TextIOWrapper.readline() is much faster (eg. 72 ms vs 95 ms) than BufferedReader.readline(). It's because BufferedReader always acquires the file lock, whereas TextIOWrapper only acquires the file lock when the buffer is empty. I would like a BufferedReader.readline() as fast as TextIOWrapper.readline(), or faster! Why BufferedReader's attributes are protected by a lock whereas TextIOWrapper's attributes are not? Does it mean that TextIOWrapper may crash if two threads calls readline() (or different methods) at the "same time"? How does Python 2.x and 3.0 fix this issue?
I wrote a short script to test TextIOWrapper.readline() with 32 threads. After 5 seconds, I found this issue in Python trunk (2.7): Exception in thread Thread-26: Traceback (most recent call last): File "/home/SHARE/SVN/python-trunk/Lib/threading.py", line 522, in __bootstrap_inner self.run() File "/home/haypo/crash_textiowrapper.py", line 15, in run line = self.file.readline() File "/home/SHARE/SVN/python-trunk/Lib/io.py", line 1835, in readline self._rewind_decoded_chars(len(line) - endpos) File "/home/SHARE/SVN/python-trunk/Lib/io.py", line 1541, in _rewind_decoded_chars raise AssertionError("rewind decoded_chars out of bounds") AssertionError: rewind decoded_chars out of bounds But it looks that py3k is stronger because it doesn't crash. Is it the power of the GIL?
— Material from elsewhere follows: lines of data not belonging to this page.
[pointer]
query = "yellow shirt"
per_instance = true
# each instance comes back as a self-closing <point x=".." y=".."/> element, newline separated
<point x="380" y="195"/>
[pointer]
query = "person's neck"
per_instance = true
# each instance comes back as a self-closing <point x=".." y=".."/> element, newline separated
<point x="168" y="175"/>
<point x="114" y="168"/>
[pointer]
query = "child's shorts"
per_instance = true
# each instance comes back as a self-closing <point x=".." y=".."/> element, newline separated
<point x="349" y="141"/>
> But it looks that py3k is stronger because it doesn't crash. Is it the > power of the GIL? Yes, it is. In theory, we needn't take the lock in all of BufferedReader.readline(), only when calling external code which might itself release the GIL. In practice, we didn't bother optimizing the lock-taking, for the sake of simplicity. If the lock really accounts for a significant part of the runtime cost, we can try to do better.